Steel Guardian by Cameron Coral
This is set in a post-apocalyptic world after the AI uprising has come and gone. Block is a hotel cleaner bot from Chicago who has no interest in the AI uprising. All he wants is to clean hotel rooms, but since Chicago was swarmed by soldier bots killing all humans, he is looking for a new home together with his vacuum cleaner robot pal. Alas, hotels and motels are in short supply after the AI uprising, as are humans to wait on.
The vacuum cleaner bot dies, when its power runs out, and Block has to flee on his own from soldier bots and humans both. Block’s own power is low, so he is forced to seek refuge in an abandoned high school, where he meets an incubator bot. The incubator has been infected with malware and asks Block to protect its charge, a human baby. It’s a little girl, though it takes Block some time to figure that out.
This unlikely family is completed by the grumpy Nova, as they travel across a post-apocalyptic wasteland trying to protect baby Wally from evil humans and soldier bots both, trying to evade a cyborg bounty hunter and looking for a safe space.
I enjoyed this one a lot. It reminds me a bit of The Murderbot Diaries by Martha Wells, though Block is far less formidable than Murderbot and affected with a compulsion to clean everything.
Iron Truth by S.A. Tholin
The novel starts with botanist Joy Somerset and her brother Finn getting aboard the colony ship Ever Onward, bound for a world called Gainsborough. Joy goes into cryosleep.
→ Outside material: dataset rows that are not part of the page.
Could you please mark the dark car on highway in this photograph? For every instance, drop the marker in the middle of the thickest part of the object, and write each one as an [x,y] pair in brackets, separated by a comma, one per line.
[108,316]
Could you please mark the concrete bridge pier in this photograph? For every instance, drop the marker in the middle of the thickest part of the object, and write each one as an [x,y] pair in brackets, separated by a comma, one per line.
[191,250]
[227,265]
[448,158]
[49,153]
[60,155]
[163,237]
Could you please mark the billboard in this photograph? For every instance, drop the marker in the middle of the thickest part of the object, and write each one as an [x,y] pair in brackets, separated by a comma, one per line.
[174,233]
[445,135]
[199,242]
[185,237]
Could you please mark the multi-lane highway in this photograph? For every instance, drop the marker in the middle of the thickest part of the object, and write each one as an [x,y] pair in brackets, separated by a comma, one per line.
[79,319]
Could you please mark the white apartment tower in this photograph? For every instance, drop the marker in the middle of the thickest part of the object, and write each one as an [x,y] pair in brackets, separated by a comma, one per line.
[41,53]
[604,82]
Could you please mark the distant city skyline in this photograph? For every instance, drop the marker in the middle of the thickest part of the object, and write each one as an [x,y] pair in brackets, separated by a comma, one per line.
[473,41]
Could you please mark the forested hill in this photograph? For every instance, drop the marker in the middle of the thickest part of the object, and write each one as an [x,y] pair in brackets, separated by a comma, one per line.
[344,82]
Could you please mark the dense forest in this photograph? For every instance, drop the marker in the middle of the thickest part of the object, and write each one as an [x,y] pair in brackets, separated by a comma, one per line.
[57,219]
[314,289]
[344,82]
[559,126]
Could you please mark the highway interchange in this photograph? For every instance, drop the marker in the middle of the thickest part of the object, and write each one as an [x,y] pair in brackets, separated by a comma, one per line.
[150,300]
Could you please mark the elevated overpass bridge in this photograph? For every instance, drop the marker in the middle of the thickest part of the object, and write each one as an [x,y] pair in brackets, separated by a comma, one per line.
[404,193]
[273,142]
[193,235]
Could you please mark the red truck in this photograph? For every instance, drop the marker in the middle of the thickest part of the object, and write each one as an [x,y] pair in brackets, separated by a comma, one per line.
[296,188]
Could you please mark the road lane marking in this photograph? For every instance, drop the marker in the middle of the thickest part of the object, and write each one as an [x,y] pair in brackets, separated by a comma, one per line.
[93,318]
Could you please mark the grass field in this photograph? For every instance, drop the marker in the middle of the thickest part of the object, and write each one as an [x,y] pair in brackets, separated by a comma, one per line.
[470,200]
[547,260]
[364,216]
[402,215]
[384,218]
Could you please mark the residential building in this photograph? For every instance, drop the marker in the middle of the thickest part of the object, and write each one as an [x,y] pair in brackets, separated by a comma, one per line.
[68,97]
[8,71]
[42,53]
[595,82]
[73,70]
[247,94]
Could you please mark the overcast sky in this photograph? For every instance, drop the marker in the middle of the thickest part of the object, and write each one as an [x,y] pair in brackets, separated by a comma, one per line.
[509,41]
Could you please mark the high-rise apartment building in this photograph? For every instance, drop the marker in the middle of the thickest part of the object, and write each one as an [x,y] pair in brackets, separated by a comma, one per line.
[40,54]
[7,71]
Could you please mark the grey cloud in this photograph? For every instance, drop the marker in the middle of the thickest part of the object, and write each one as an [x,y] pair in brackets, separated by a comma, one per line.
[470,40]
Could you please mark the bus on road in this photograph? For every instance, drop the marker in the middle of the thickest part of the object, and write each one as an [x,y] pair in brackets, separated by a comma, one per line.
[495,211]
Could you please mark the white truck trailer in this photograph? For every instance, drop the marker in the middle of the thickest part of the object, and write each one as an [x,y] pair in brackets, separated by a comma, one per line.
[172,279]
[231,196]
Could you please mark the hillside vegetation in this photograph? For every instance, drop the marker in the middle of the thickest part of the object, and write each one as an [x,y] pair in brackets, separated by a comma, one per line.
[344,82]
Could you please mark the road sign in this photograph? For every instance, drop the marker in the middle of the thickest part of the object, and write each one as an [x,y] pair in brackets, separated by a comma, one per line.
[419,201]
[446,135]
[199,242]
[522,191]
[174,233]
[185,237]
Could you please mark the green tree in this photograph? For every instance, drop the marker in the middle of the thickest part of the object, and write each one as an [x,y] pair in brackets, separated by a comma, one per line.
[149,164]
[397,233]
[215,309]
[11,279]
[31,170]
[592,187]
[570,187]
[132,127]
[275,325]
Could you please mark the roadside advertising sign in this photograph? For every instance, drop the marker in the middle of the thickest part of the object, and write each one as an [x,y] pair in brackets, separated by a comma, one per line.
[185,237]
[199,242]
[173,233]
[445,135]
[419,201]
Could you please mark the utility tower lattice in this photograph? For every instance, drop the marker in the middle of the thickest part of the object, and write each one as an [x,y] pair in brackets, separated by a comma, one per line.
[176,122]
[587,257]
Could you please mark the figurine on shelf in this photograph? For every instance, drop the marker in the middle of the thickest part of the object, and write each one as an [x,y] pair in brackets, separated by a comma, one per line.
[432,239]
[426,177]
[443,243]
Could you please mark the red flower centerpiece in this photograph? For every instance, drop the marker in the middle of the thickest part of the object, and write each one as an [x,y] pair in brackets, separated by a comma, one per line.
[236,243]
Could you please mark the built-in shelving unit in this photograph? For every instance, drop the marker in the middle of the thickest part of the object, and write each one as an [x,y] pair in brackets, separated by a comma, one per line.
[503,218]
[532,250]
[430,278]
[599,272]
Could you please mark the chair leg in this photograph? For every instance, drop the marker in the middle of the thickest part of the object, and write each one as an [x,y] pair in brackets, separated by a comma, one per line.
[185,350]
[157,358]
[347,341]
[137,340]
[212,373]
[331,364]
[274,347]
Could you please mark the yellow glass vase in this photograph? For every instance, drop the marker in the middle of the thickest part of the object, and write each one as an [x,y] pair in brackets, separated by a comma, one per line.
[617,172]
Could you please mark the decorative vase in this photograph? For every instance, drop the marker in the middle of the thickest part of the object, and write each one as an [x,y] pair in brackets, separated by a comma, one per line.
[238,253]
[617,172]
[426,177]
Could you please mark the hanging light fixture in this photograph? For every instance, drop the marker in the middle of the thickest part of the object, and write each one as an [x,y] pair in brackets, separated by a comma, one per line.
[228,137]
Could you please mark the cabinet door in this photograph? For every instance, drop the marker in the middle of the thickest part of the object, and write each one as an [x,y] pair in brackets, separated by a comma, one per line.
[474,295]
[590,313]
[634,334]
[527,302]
More than a hundred years later and on the wrong planet, Joy has a rough awakening aboard the crashed ship, which is infested with monster spiders. There are only two other survivors awake, none of them trustworthy.
The reader gradually learns that the colonisation program, in which Joy and Finn took part, was abandoned and colony ships banned, after a cosmic horror called “the corruption” was unleashed in a mining colony and spread across the galaxy. The Primaterre Protectorate was formed to hold those horrors at bay.
The other POV character is Commander Cassimer, a Primaterre soldier with a traumatic past. Cassimer and his team are dispatched to Cato to locate a forbidden colony ship that has gone missing, the Andromache. Cato is a dust-choked devastated former mining colony and also the very world where the Ever Onward crashlanded. So of course, Joy and Cassimer meet and team up.
I liked the mix of cosmic horror and space opera and the atmospheric descriptions of the hellish former mining colony of Cato. There’s some nice characterisation here for both POV and supporting characters and Tholin makes an attempt to give the various soldier characters individual personalities. That said, I prefer Joy to Cassimer, probably because Cassimer’s scenes feel more like standard military SF, for which I’m not the target audience. Cassimer’s scenes also go on too long at times.